The world really is a small place and the advent of new social media technology has made it even closer.

Irony of all ironies, the latest reminder of what a small world it is came to me from a senior citizen in his 90s.

His name is George and he lives in West Kelowna.  The spry gentleman was kind enough to take the time and telephone me on the weekend after reading last Friday’s HodgePodge.

In that scribbling, I mentioned how the two great wars had held a significant impact on my family, severely wounding my grandfather and killing my Uncle Roy.

Until George called, the actual events which led up to the death of my uncle had been fairly sketchy. No one, including my Aunty Rae and my deceased mother, ever knew for sure exactly what happened on Sept 1, 1944, except that Roy and the remainder of his tank team were blown to smithereens. Roy was only 21.

Like so many, he was a proud young trooper decked out in his B.C. Dragoons uniform and attached overseas to ‘C’ Squadron of the 9th Armoured Regiment. He left behind his two sisters, proud parents and loyal hunting dog, as he waved goodbye and hopped on the troop train. It was the last he saw his Penticton home.

All my life Roy’s picture has remained on my mantle as a reminder of how lucky I am that he gave up his young life so that I and others could live in this marvelous country with all of our often taken for granted rights and freedoms.

Over the years, I have often wondered just what actually happened that fateful day. Thanks to George, I now have a better idea.

Luckily for myself, George still happens to read newspapers; though I believe he told me (hard to hear on the phone) he read my column ‘on the line.’ Regardless, when my wife took his phone message I quickly returned the call.

“I saw it all, I was less than 100 metres away when he died,” George explained.

Apparently the battle that day near the Gothic Line in Italy had already been a disaster for Allied forces with heavy German bombardment nailing the Canadians relentlessly. That horror was further compounded when a barrage of ‘friendly fire’ also began to decimate his comrades.

However, Roy and his tank crew managed to survive all of that and pushed further into enemy territory.
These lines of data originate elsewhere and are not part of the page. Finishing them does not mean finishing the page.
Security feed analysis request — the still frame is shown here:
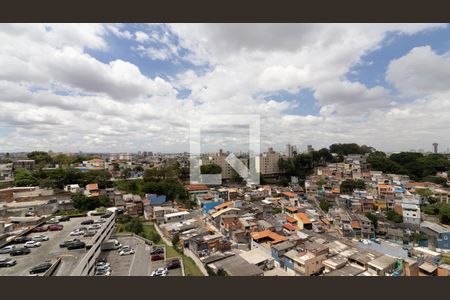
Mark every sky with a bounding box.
[0,23,450,152]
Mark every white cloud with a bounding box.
[0,24,450,152]
[134,31,150,43]
[386,46,450,96]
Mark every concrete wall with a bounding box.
[70,214,116,276]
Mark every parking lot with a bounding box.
[0,216,107,276]
[100,236,182,276]
[100,236,151,276]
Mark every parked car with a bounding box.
[166,259,181,270]
[13,236,31,244]
[151,254,164,261]
[88,224,102,230]
[31,234,50,242]
[117,245,131,252]
[24,241,41,248]
[69,230,84,236]
[95,271,111,276]
[100,213,113,219]
[30,261,52,274]
[67,241,86,250]
[45,218,59,224]
[95,261,111,268]
[150,248,164,255]
[94,219,106,224]
[95,265,111,272]
[150,268,169,276]
[81,219,94,225]
[119,249,134,256]
[0,245,16,254]
[31,226,47,232]
[59,239,80,248]
[47,224,64,231]
[0,258,17,268]
[9,248,31,256]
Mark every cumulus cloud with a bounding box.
[0,24,450,152]
[386,46,450,96]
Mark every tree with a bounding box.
[14,169,39,186]
[366,213,378,229]
[386,210,403,223]
[27,151,52,165]
[319,200,332,212]
[200,164,222,174]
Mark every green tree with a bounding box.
[366,213,378,229]
[200,164,222,174]
[14,169,39,186]
[319,200,332,212]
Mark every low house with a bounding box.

Horrendously poor judgment by his commanding officers ordered Roy’s squad forward into a massive trap. According to George, just as Roy’s tank crested a hill it took a direct hit from a German anti-tank gun, killing all aboard but two.

According to George, he along with a couple of other boys from the Second Corp ‘got’ the fellows manning the anti-tank gun wounding one and taking a second fellow prisoner as well.

Despite the lack of a lengthy conversation, I admit to being somewhat amazed how fortunate I am to have heard from George, and look forward to meeting him in person.

Considering how few veterans are still alive from that war, the odds that a surviving veteran living so close not only saw my uncle die, but read my column 70 years later is halting.

Every year I make a point of dropping in to the Remembrance Day social in either Kelowna or Rutland following the service. This year I joined the throng of veterans, family members, and supporters at the Parkinson Recreation Centre and the place was packed solid.

When I mentioned George and our connection, it brought a smile to a couple of veterans, who were not only pleased I had received some closure but also assured me I was about to meet a real character in George. I can hardly wait.